So many sad people at the meeting last night were having trouble with alcoholic husbands and children. Tears were flowing and the Kleenex was flying. There is nothing like newcomers to spark up a meeting. So we talked about being powerless which is something that I need to be mindful of. It's so easy to take my power back when I think that someone else needs to take action.
One lady shared about her alcoholic husband who went to rehab after the family did an intervention which drove him to have an affair. So now he thinks that she is an interfering bitch, doesn't want to talk to her, has moved out and is living with his lover. Whew! What a tangled web we weave in our co-dependent unmanageability. She is crying because she wants him back, especially the man that he used to be. I wonder at the wisdom of wanting someone at any cost, even when that person does not want you. There is no logic to what happens to those who live with alcoholism. Self-respect and self-esteem are so low that most of us are willing to settle for a few crumbs of affection.

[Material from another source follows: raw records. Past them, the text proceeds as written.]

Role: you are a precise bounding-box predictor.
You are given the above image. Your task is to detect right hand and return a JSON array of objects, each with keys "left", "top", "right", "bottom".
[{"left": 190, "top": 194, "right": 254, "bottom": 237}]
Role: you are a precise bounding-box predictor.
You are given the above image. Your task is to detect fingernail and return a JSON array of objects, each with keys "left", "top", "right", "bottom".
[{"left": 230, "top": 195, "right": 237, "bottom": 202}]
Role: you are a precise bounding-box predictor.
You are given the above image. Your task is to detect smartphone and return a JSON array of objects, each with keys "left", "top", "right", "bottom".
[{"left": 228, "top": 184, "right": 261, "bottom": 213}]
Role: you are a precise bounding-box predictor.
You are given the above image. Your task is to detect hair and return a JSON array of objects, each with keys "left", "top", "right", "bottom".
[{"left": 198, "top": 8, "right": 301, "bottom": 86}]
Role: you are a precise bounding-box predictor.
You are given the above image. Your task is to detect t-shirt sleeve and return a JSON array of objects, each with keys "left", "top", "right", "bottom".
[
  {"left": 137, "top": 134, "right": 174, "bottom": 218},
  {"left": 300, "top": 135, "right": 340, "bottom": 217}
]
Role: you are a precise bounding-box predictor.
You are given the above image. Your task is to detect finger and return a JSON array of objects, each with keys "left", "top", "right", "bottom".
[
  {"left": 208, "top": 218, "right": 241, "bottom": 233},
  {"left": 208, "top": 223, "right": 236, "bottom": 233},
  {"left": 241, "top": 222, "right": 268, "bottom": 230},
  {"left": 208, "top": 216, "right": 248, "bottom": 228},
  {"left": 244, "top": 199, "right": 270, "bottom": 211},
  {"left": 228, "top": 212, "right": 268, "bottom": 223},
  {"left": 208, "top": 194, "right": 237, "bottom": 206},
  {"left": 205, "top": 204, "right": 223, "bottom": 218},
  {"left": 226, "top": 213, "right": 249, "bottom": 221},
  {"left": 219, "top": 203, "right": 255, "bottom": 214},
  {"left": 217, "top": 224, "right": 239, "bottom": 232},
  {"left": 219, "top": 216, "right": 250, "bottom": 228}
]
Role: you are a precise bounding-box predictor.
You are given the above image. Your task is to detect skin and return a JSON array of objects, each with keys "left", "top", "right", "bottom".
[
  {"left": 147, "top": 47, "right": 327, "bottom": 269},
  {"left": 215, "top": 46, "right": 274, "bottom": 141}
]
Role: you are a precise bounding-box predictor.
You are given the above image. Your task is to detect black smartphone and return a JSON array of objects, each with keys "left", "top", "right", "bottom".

I see how far I have come. I see myself where that woman is: willing to sacrifice myself, do anything, to get the person back. It doesn't work. The person who was the one we married or gave birth to or who gave birth to us is not the same. No one is the same after alcoholism enters the picture. We become different people and if we are lucky enough to get into recovery, we learn to love who we are. Because of recovery, I think that I am a better person. I hope that the newcomers stick around long enough to see the miracles happen in their life.
“All the art of living lies in a fine mingling of letting go and holding on.”
- Havelock Ellis
“When I let go of what I am, I become what I might be.”